Kaitlin Colombo is an American stand-up comedian, television personality, writer, and actress. She is perhaps best known for her brief but noteworthy audition for NBC's reality series Last Comic Standing where she was named "Online Fan Favorite" the first week. She is also known for her stand-up comedy work in the field of gay rights activism.

Stand-up comedy career
Colombo began her stand-up comedy career at the unusual age of 13. Her blonde, girl-next-door looks and precocious personality earned her the nickname "The Lolita of Comedy" from fellow comedian Jay Mohr at her inaugural stand-up performance.

The daughter of a gay man and a lesbian, Colombo has long been an activist for gay rights and assorted gay rights issues. To that end, she has been a featured stand-up performer on Rosie O'Donnell's R Family Vacations cruise lines, has headlined across the country at various Gay Pride events and has written for Edge Publications.

Television appearances
Colombo appeared in the brief-lived MTV series The Reality Show, hosted by comedian Andy Dick. Following her stint on this program, she auditioned for Last Comic Standing. While Colombo was not accepted into the show's cast, her popularity among home and Internet viewers earned her a place in the show's "Last Comic Downloaded" web competition. Colombo succeeded in winning the initial round of the online competition—whose goal was a live performance at the finale of the Last Comic Standing season—but ultimately lost to comedians Theo Von and Josh Wolf.
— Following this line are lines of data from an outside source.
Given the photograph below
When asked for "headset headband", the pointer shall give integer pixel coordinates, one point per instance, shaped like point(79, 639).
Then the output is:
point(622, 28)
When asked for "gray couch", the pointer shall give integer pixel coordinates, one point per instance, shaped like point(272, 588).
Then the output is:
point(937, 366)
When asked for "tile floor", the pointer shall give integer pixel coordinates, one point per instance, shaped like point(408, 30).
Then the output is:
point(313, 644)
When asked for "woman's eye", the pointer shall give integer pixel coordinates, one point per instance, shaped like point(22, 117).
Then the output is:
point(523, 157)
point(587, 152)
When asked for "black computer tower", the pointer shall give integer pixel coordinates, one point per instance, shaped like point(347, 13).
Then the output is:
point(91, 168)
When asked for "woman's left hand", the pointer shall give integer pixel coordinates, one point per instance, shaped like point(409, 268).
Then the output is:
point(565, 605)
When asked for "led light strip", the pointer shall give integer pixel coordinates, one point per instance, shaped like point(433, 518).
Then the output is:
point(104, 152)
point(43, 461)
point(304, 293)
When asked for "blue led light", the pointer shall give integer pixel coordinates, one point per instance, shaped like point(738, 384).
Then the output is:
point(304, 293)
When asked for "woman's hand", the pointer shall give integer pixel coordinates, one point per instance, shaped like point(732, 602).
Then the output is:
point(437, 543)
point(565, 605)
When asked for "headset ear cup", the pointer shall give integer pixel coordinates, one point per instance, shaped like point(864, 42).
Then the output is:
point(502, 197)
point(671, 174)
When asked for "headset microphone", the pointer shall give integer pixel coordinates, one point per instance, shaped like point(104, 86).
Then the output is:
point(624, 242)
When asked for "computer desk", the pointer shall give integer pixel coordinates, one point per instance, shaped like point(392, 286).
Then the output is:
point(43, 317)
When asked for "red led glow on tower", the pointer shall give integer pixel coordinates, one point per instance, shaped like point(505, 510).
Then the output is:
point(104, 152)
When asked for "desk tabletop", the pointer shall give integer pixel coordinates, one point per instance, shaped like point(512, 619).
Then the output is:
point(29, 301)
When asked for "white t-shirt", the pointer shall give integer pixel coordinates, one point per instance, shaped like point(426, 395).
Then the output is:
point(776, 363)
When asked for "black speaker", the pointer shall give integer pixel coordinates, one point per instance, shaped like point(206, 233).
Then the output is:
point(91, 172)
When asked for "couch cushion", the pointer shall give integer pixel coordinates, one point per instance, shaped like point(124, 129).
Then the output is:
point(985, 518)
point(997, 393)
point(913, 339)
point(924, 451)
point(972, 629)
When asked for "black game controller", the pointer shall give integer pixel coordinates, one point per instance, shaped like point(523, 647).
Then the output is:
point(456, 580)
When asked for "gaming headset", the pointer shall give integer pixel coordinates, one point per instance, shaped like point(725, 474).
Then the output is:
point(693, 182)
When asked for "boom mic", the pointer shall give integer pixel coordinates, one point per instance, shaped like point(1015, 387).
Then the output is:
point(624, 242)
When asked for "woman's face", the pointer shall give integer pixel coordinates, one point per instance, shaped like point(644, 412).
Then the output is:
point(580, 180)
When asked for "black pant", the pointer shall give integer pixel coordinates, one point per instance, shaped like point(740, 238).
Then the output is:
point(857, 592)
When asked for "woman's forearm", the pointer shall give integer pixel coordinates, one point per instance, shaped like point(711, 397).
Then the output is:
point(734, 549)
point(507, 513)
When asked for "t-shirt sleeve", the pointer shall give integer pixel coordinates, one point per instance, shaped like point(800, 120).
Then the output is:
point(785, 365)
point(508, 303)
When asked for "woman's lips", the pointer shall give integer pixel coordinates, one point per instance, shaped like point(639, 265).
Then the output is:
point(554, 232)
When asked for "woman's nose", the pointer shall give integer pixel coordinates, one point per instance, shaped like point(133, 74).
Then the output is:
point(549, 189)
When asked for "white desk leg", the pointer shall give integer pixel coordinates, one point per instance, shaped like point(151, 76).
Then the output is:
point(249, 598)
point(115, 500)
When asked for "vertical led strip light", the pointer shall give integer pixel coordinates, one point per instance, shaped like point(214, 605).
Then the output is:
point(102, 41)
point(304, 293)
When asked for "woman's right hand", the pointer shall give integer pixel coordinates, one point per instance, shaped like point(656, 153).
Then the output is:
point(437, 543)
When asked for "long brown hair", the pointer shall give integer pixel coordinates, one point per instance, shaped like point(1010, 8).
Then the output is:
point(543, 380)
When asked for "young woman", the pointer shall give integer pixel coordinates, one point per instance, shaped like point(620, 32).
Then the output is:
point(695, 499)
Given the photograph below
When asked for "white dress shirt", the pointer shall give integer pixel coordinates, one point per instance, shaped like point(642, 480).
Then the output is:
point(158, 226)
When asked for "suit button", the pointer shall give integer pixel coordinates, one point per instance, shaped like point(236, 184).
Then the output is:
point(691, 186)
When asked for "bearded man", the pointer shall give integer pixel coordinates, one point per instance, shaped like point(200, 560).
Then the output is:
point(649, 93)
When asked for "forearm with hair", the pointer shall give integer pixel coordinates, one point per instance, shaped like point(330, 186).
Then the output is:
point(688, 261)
Colombo can be seen on various talk shows airing on the E! Network. She provides humorous commentary and banter in these shows, along with fellow comics and writers.

Writing
Colombo is an accomplished writer and director, having optioned her first screenplay at 14.

When she was 17, she wrote a sitcom pilot entitled "The Voices Inside My Head".  Based on her observations about the comical and oftentimes overwhelming impact pop culture has on young girls, her script also told of her experiences being raised by a single gay father.  Executive Produced by director Doug Liman and producer Dave Bartis, the pilot sold to Fox Broadcasting Company.

References

External links
Website

21st-century American comedians
21st-century American women
American bloggers
American stand-up comedians
American television personalities
American women bloggers
American women comedians
American women television personalities
American LGBT rights activists
Living people
Year of birth missing (living people)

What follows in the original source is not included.